Dans un pays jeune comme le nôtre, où plus de la moitié de la population a moins de 20 ans, comprendre cette importance est primordial pour mieux accompagner nos enfants.

Le jeu au cœur de la rééducation kinésithérapique

En kinésithérapie pédiatrique, le jeu est un outil thérapeutique incontournable. L’enfant n’est pas un adulte miniature : il n’apprend bien que lorsqu’il prend plaisir.

Le thérapeute utilise donc le jeu pour :

  1. Motiver l’enfant

Un enfant ne fera pas un exercice répétitif par obligation… mais il courra volontier après une balle, imitera un animal ou rampera pour attraper un jouet.
Le jeu transforme l’effort en amusement, ce qui améliore les résultats de la rééducation.

  1. Travailler sans douleur psychologique

L’enfant peut être anxieux face à un hôpital ou à des exercices imposés. Le jeu apaise, rassure et humanise la prise en charge.
Il permet à l’enfant de coopérer naturellement, sans sentiment d’échec.

  1. Stimuler des zones du développement spécifiques

Chaque activité ludique/ par le jeu peut viser une compétence :

un puzzle : motricité fine (Capacité à faire les mouvements précis surtout avec les doigts et les mains ) + concentration

un ballon : coordination (Capacité d’utiliser plusieurs parties du corps ensemble, de façon harmonieuse (exemple attraper une balle, sauter a la corde..) + équilibre

jeux d’imitation : langage + gestuelle

parcours au sol : motricité globale (Capacité a effectuer de grands mouvements avec le corps exemple courir sauter, grimper) + tonus

Ainsi, le jeu devient un soin à part entière.
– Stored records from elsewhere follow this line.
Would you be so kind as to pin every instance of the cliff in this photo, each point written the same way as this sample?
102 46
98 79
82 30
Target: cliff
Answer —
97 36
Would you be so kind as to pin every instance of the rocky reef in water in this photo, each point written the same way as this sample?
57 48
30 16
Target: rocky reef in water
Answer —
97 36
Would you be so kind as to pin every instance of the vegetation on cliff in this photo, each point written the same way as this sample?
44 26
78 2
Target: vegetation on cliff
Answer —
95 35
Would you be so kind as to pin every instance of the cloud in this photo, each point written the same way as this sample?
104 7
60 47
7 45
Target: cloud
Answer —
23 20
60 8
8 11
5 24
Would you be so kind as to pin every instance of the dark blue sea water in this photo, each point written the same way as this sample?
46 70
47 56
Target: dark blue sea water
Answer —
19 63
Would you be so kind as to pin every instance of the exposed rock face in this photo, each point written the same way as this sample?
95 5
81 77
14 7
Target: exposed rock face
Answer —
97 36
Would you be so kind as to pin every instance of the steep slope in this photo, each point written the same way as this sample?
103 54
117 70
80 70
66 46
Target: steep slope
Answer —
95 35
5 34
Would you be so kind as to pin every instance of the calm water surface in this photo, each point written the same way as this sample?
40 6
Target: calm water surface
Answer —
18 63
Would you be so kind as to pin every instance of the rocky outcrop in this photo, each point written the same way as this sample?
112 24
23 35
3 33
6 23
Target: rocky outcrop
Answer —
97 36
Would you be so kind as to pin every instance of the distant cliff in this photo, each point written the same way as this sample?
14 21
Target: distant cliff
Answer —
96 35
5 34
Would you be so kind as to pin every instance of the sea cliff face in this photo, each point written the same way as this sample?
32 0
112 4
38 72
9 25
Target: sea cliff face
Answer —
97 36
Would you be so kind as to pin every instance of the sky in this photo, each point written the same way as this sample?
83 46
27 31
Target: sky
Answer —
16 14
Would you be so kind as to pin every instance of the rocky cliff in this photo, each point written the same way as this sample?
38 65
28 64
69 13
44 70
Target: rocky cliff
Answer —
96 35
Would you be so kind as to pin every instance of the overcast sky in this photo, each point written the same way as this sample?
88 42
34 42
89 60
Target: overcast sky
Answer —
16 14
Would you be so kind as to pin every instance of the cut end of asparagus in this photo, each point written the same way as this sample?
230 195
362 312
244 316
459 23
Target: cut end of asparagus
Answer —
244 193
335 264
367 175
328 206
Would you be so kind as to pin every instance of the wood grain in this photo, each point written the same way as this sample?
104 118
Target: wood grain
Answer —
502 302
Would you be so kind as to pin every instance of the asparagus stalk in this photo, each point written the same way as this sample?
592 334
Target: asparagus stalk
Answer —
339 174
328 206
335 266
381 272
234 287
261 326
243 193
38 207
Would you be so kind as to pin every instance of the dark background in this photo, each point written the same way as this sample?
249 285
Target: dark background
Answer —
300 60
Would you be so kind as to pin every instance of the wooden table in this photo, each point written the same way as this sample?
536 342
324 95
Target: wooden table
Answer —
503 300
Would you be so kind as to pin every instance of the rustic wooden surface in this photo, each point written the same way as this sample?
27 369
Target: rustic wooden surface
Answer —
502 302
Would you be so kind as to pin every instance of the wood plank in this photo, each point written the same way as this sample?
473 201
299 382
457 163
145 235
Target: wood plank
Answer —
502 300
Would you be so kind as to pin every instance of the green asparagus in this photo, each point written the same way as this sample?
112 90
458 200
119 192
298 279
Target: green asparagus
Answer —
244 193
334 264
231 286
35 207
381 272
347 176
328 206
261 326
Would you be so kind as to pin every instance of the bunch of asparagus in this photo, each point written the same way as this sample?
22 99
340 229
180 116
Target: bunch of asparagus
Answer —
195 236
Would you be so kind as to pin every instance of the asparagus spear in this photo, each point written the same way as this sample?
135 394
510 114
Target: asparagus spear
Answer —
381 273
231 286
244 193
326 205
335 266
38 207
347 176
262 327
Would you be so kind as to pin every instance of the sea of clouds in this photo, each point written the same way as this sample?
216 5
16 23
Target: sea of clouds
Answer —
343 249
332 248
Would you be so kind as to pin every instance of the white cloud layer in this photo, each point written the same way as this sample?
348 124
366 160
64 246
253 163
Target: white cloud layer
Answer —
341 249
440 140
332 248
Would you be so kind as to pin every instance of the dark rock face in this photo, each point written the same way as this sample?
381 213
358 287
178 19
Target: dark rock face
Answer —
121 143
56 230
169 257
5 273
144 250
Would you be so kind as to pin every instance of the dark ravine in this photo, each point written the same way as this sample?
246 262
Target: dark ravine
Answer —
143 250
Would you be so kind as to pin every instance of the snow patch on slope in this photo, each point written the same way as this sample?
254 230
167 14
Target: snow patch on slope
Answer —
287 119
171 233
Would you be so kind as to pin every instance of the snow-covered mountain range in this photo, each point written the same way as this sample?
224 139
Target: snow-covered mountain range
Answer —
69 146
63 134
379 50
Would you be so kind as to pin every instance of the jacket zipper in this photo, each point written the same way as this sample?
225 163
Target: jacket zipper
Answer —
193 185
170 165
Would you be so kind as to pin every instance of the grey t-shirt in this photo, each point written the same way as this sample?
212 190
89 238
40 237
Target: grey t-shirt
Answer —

  1. Impliquer les parents

Au Togo, la famille a une place centrale. En rééducation, les parents apprennent des jeux simples qu’ils peuvent refaire à la maison.
Ces activités, même sans matériel sophistiqué, renforcent les progrès :
une bouteille en plastique, un chiffon, un seau, un ballon… deviennent des outils thérapeutiques.

Le rôle des parents : encourager le jeu au quotidien

L’enfant a besoin de sécurité, mais aussi de liberté pour explorer.

En guise de quelques conseils simples : laissez l’enfant bouger, grimper, ramper, courir (dans un environnement sécurisé), limitez les écrans, qui réduisent les interactions et la motricité, privilégiez les jouets simples et accessibles, participez au jeu car un enfant qui joue avec un parent s’épanouit plus vite.

Young mixed race parents with children having fun together outdoors, playing football on green grass

Par ailleurs, il est nécessaire d’encouragez, félicitez, valorisez les enfants : la confiance est un moteur de progrès.

Un appel à la société togolaise

Pour favoriser un développement harmonieux des enfants togolais, la place du jeu doit être reconnue : dans les familles, les écoles, les centres de santé, les quartiers.
Un enfant qui joue bien est un enfant qui se développe mieux, apprend mieux… et vit mieux.

Conclusion

Pour finir, le jeu est une langue universelle. C’est le moyen le plus naturel pour un enfant de grandir, de découvrir et de se soigner. En rééducation kinésithérapique pédiatrique, il est un outil puissant qui permet de stimuler les compétences, d’encourager la motivation et de reconstruire la confiance. Jouer, c’est se développer. Jouer, c’est guérir. Jouer, c’est grandir.